Осознав, что смерть жены Франца не поможет мне добиться признания, без которого все его уверения в любви утратили смысл, я прекратила поиски вариантов. Вместо этого я пустилась за ней в погоню. От Франца я знала, что она приходит домой от половины второго до двух. Если мне удавалось в это время на часок вырваться из музея, я добиралась до его улицы и ставила машину так, чтобы хорошо просматривался путь от метро. Франц жил на небольшой и по берлинским меркам очень тихой улице недалеко от Фазаненплац, причем по одной ее стороне шла ограда старого парка с его буками и платанами, так что обитатели великолепных квартир эпохи грюндерства, в том числе Франц и его жена, могли наслаждаться роскошным видом. Когда мы разговаривали по телефону и Франц открывал окно, я слышала иногда щебетание птичек, гнездившихся в ветвях.
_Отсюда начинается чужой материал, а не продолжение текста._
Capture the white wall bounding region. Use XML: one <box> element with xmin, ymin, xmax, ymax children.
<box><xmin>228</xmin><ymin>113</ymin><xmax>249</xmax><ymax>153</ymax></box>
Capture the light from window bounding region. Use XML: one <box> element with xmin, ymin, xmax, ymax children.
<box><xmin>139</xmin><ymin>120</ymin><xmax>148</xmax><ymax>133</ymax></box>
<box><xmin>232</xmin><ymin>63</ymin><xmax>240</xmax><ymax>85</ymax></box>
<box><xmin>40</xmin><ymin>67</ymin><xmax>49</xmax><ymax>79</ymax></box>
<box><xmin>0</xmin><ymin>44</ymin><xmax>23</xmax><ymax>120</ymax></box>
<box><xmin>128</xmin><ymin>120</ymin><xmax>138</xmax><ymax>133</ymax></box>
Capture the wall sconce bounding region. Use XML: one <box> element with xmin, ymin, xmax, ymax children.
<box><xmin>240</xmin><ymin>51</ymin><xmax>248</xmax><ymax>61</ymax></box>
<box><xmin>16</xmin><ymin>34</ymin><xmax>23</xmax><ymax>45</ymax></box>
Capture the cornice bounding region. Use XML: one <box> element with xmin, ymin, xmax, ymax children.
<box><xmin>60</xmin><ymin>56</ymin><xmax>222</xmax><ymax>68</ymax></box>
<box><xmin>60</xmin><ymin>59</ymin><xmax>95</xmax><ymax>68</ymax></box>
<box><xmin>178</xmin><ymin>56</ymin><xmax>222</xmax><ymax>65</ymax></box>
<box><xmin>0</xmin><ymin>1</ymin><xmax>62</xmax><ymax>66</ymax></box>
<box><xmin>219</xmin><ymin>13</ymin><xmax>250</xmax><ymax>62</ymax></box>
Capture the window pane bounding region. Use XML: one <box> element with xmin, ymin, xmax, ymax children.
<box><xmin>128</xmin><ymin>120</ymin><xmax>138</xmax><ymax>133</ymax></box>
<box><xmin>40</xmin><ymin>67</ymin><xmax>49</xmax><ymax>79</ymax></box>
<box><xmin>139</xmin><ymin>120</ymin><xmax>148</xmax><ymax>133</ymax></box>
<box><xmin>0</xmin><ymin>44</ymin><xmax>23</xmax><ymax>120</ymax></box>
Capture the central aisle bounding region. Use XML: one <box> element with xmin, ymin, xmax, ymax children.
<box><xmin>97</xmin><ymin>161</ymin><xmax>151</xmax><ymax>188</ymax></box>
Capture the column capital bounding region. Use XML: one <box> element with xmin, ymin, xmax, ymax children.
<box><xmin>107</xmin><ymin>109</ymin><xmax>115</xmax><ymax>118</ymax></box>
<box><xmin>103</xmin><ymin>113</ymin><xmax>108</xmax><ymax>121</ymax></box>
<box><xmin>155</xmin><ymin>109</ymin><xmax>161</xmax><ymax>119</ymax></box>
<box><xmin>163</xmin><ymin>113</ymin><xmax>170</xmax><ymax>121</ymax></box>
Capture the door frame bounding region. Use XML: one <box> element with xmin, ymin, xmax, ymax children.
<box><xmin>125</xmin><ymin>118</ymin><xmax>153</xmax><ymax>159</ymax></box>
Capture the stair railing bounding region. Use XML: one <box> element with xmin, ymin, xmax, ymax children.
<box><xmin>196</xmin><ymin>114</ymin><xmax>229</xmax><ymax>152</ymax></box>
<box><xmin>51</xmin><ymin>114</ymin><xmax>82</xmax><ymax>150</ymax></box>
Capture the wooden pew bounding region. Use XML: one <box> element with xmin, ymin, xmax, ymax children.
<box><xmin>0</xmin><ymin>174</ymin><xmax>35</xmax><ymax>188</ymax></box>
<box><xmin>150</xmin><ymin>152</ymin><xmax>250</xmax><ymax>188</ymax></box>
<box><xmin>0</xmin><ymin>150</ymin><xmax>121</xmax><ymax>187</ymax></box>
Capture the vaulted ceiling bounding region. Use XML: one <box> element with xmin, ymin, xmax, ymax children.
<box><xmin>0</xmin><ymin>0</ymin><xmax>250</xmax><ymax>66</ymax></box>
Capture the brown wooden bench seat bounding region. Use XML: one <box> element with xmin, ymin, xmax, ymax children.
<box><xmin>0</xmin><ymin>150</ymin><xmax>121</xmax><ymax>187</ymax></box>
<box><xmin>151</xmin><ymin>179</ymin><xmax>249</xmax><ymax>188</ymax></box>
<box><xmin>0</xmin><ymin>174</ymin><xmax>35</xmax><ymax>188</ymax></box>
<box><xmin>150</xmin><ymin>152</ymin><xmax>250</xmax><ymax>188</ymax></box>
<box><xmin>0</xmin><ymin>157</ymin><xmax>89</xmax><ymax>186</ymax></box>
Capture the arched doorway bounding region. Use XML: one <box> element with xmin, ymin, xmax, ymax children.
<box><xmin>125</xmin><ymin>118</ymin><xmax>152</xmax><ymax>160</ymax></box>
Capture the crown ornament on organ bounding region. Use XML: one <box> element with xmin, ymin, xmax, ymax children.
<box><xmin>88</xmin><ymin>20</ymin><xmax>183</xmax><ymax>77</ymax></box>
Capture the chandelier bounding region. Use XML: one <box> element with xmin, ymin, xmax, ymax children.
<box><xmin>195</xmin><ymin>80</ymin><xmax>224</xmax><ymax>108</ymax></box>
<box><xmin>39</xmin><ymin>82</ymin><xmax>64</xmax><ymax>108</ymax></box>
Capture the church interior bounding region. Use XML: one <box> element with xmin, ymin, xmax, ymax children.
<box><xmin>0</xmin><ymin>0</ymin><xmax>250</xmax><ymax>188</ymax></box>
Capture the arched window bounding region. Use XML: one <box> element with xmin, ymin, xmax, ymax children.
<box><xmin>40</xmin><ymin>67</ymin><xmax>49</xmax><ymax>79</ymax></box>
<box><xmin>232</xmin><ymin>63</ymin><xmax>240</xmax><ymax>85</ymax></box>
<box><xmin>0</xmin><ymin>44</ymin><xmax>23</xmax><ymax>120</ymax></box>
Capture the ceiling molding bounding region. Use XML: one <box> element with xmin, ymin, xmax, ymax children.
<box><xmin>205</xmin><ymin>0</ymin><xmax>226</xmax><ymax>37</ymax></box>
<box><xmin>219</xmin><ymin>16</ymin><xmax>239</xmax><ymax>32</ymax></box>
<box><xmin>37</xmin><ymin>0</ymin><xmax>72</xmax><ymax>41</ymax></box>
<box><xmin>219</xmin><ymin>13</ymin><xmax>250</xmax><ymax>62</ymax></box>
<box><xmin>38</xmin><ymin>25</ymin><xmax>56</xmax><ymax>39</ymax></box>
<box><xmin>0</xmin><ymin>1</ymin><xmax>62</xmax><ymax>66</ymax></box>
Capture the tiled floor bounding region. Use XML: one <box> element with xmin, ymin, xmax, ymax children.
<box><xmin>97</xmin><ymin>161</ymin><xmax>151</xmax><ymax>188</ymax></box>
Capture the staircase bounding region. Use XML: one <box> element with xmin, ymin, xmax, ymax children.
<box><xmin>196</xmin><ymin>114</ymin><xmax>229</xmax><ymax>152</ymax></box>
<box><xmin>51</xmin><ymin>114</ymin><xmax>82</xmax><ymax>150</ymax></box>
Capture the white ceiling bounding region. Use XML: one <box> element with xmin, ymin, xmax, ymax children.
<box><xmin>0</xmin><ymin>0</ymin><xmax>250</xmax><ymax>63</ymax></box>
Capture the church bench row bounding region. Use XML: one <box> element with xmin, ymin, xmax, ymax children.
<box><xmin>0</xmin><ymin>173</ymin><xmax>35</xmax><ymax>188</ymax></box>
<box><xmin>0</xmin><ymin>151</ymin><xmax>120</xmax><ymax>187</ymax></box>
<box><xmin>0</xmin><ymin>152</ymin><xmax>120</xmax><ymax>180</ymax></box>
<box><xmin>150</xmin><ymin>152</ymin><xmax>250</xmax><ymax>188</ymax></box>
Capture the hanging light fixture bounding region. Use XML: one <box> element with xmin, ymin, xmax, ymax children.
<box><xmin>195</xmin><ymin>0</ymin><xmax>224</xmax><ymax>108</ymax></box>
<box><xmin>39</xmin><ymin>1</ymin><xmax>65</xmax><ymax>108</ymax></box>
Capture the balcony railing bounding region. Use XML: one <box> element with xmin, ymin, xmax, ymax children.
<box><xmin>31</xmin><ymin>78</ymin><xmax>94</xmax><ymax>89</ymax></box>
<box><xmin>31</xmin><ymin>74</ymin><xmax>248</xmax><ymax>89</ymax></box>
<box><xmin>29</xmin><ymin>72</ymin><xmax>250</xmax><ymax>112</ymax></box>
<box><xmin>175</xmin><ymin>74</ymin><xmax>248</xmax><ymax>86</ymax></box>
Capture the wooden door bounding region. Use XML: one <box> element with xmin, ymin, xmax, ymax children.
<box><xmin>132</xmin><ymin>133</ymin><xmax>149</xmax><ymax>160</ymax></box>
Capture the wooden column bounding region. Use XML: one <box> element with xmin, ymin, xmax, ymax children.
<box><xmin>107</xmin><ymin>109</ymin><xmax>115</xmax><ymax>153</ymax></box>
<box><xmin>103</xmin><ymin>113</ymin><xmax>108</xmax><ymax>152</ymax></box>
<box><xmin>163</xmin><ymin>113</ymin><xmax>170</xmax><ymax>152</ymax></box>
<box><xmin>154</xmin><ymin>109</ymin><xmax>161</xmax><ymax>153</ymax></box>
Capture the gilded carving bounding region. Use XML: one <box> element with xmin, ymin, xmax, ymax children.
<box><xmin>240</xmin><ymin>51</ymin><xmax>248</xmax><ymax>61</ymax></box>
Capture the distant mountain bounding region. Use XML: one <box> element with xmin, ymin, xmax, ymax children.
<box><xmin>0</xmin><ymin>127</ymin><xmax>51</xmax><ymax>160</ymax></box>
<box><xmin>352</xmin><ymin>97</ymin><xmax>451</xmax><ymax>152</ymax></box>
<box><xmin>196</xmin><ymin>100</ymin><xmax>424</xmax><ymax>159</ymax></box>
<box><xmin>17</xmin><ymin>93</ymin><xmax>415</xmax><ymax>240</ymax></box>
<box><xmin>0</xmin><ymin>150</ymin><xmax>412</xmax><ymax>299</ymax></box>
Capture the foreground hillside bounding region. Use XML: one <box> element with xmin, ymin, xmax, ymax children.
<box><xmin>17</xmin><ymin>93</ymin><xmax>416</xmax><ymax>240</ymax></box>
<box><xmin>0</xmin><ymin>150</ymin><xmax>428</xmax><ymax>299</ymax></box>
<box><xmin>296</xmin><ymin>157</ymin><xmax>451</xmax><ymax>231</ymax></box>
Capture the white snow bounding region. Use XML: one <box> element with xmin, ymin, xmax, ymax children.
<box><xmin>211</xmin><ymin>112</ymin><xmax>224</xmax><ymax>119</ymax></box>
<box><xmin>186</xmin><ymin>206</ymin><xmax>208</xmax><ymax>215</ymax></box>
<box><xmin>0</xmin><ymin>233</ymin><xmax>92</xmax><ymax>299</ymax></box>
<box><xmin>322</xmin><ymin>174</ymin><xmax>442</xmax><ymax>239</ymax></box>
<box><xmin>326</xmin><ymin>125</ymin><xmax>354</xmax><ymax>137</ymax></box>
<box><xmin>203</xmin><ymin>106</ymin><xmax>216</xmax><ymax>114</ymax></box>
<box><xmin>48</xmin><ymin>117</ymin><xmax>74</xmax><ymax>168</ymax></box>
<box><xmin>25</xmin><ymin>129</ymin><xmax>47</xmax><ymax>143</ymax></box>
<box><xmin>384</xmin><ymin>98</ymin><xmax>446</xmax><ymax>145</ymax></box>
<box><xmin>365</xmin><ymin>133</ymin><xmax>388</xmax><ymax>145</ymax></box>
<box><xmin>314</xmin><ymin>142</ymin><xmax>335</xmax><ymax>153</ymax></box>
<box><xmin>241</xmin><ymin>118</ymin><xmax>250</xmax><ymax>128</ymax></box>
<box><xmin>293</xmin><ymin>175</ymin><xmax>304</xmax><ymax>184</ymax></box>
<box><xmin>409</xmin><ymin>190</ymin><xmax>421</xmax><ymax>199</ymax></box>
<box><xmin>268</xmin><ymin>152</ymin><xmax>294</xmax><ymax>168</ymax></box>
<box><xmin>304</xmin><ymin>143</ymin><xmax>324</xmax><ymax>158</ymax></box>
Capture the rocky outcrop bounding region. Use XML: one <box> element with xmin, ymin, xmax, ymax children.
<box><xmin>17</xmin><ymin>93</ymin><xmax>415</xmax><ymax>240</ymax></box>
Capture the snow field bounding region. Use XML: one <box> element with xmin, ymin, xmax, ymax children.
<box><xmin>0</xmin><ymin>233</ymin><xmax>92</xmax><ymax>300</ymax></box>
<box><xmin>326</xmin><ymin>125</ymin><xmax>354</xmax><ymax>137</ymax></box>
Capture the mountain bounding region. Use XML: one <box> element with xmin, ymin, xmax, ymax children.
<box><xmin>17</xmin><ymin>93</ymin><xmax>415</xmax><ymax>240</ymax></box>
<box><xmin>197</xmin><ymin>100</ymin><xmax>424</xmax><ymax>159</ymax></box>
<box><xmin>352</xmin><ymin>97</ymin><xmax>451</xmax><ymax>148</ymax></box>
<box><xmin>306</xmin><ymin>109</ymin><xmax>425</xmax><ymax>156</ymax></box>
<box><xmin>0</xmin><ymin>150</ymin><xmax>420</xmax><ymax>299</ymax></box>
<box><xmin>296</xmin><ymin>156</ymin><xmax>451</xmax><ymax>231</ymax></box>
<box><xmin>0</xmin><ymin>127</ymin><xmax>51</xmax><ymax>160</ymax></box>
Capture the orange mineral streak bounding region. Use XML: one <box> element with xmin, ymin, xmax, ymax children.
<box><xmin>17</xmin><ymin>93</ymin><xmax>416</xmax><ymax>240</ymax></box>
Она всегда появлялась вовремя, шла коротким и четким шагом в заданном направлении, всегда торопливо, словно впереди неотложные дела, а поравнявшись с соседним домом, лезла в сумку, всегда на правом плече, и сразу, ни секунды не порывшись, вытаскивала ключ. Однажды ей попалась навстречу соседка: несколько минут поболтали. Она была не из тех, кто хватает собеседника за руки, чтобы придать дополнительную выразительность своей речи, или доверительно к нему склоняется. Нет, она уж скорее держала расстояние. Даже не жестикулировала. Одна рука на пуговице пальто, другая на сумке у пояса. Смеясь, она чуть наклоняла голову и морщила нос, как маленькая девочка. Кроме этого смеха, не было в ней ничего особо неприятного. Но того, что я искала, что указывало бы на связь с Францем, что делало ее в глазах Франца единственной, — он ведь жил не с крупной брюнеткой или с какой-нибудь рыжей, а именно с этой мелкой блондинкой, чьи крошечные ножки бросались в глаза даже на улице, — того, что я искала, мне обнаружить не удавалось.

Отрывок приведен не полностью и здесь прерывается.